Monday, November 10, 2014

You must read Slim By Design & Giveaway

Whenever I am asked food or nutrition books I recommend, Mindless Eating tops my list. So when I learned that Brian Wansink has a second book out, called Slim by Design I couldn’t wait to read it. That’s actually an understatement, I felt like a groupie who had to get their hands on that brand new album. The premise of this book and much of Wansink’s research is that our environment (think kitchens, offices etc.) influences the way we eat. From the opening lines of the book “becoming slim by design works better than trying to become slim by willpower. It’s easier to change your eating environment that to change your mind.” And the book is a page-turner (what, you don’t think that’s possible with a book about eating?) there’s humor and anecdotes, my family was making fun of me because I couldn’t put it down.

Some of my favorite lessons were:
  • In buffet situations slim dinners scan all the options first, seat themselves as far away from the food as possible and do not face toward the food. Think about this the next time you’re in a cafeteria, food court or holiday (ahem) situation
  • It’s probably not ideal to change too many things about your eating at once.  People most successful losing weight focused on a couple of changes but followed through on these at least 25 days a month. 

  • Clear counter clutter, all food, except for fruit, should live behind closed doors. The most dangerous counter food? Cold cereal (which is also an LBT break up food).  If you haven’t broken up, you should know that women who have cold cereal visible in their kitchens weight 21 pounds more than those who do not.
  • As far as the dinner table the only serving bowl that should strategically stay on the table is the salad bowl. The others should stay on the stove or counter top so access isn’t as easy.
  • Wansink explains that the size of your dinner plates influence what you eat. The ideal size is 9 to 10 inches (or less). My son and I took a ruler to our plate, 11 inches. That night, we used salad plates for dinner. We had Indian food (my son who measured the plates joked that with a small plate he had much more of a mess) but I noticed there was more food left over.
  • When you’re at the supermarket try the “half-cart” rule. Put your purse or jacket at the midline of the cart. One half of the cart should be produce and the other can be dry goods. And another trick, chewing gum short circuits cravings because we can’t imagine the “sensory details of crunchy chips or creamy ice cream.” I’m not a gum fan, wondering if a mint will work as well or if it’s the chewing action?
There are sections on cafeteria eating that I felt applied more to organizations than individuals but I could list a couple dozen other tips I jotted down while reading.
And the best news? Slim by Design has a signed copy of the book for one lucky reader.
To be eligible for the giveaway, by Sunday 11/16
Comment below
Tweet @Foodtrainers has a @slimbydesign #giveaway

What are your favorite nutrition books? Are you familiar with Mindless eating? Anything except for fruit on your countertop?

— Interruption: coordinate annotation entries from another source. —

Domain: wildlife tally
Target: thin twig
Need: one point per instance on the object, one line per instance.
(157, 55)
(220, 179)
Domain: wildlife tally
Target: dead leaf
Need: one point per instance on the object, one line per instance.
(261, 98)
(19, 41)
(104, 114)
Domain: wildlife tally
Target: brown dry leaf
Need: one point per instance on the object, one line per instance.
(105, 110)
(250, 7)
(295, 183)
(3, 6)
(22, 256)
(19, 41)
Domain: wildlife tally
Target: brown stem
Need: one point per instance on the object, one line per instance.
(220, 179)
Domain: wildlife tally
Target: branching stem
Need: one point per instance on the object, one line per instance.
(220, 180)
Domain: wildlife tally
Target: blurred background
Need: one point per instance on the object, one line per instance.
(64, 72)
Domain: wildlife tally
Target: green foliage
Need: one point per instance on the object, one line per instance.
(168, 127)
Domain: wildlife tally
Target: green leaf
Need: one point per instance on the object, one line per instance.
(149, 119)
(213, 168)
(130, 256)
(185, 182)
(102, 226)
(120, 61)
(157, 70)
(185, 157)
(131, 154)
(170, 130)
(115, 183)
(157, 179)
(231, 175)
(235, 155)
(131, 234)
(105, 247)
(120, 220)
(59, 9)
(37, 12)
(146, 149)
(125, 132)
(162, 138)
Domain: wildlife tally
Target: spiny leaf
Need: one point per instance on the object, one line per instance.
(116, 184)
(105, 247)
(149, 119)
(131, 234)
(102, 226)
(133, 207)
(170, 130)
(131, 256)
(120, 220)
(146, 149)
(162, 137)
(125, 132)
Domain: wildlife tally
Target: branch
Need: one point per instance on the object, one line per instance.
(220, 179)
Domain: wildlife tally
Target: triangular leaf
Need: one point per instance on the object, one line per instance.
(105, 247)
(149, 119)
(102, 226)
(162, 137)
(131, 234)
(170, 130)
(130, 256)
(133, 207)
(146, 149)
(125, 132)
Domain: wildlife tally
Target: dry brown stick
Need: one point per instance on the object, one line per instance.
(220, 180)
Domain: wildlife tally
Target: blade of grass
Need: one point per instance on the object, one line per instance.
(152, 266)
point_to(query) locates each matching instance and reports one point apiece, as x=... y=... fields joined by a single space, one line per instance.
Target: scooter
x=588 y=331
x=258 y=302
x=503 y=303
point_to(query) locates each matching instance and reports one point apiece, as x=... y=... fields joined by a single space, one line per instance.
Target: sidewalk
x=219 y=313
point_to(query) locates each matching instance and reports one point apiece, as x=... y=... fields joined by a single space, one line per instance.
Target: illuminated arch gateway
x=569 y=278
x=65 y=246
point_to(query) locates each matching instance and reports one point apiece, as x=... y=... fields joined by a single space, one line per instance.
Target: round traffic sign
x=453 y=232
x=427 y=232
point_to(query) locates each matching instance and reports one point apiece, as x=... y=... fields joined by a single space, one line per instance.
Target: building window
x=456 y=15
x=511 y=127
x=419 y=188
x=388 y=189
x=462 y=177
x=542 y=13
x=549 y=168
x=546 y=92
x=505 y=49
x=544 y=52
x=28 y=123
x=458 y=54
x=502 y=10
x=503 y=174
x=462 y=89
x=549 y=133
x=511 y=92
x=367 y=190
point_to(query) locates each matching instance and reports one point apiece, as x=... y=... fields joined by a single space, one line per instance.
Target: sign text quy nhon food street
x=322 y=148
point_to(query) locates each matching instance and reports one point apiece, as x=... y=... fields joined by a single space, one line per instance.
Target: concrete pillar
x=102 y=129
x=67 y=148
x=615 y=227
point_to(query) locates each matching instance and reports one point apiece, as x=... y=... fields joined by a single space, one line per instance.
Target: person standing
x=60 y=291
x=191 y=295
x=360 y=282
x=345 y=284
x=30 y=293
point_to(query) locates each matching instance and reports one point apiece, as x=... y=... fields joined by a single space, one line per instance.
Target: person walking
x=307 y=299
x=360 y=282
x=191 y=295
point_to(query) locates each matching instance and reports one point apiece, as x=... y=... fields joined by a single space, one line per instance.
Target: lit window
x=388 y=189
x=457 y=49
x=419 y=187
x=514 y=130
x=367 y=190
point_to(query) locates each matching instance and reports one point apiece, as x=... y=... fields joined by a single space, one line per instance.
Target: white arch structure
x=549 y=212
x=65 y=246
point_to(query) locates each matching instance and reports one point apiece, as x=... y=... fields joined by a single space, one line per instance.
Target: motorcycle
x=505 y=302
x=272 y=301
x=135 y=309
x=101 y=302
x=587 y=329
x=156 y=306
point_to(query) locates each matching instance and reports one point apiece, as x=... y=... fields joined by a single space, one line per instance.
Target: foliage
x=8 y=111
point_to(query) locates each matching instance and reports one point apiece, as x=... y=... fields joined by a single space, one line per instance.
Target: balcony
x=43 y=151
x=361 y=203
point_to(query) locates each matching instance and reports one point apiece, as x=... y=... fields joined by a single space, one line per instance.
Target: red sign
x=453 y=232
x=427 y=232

  1. Love the concepts presented here (I checked out the website), but definitely want to read the book! Currently I have a bag of onions & a spaghetti squash on my counter! One of my favorite nutrition books has to be Pollan's Food Rules!

  2. This book sounds great. I tried to tweet, hope it worked. Only none veg/fruit on my counter is quinoa, and chia in pretty containers, and coffee pods.

  3. Would love to read this and there is no food on my countertops. Of course my favorite nutrition book is Little Book of Thin:)>

  4. Sounds like a great read! Just downloaded Mindless Eating. Thanks for the recommendation.

  5. Let me know what you think Kristen, actually enough new here in this book that both work a read. Thanks for stopping by.

  6. Ahhh best answer.

  7. ok you're entered Nina (if you tweeted) thanks for commenting.

  8. Watch out for those coffee pods in a weak moment (love that coffee went in the "food" category).

  9. Love food rules and like Randi above (and her coffee pods) I'm pretty sure it's better to have onions than cold cereal on the countertops. My dog food is safe too.

  10. Sounds like a really good book. I once read an article that said that if you want to be thin, do things that thin people do. Things that you mention (like cereal in the cabinet, or not in the house at all, and the buffet situation) are really good examples. The only food on my countertop is fruit. Mostly because I hate clutter, but it's partly a conscious effort to keep only healthy foods within arms' reach.
    Alas, I won't be winning because I do not tweet - but I may put this on my holiday wish list!

  11. Already on my Amazon Wish List, so I'll leave a comment and hope to win! :-) All great take aways from the book that you shared! We pretty much do them all, and I think the tip to change only a few habits at once is spot on. Confession: I have cookies on my counter top, but they're made w/ beans and pecans, and I'm pretty good at only eating one each day. Mostly :-)

  12. Great tips! Interestingly, my European dinnerware from Ikea fits the "ideal" measurements you mention... When I lived in France, I often heard that a painless solution to drop weight was to eat with dessert plates.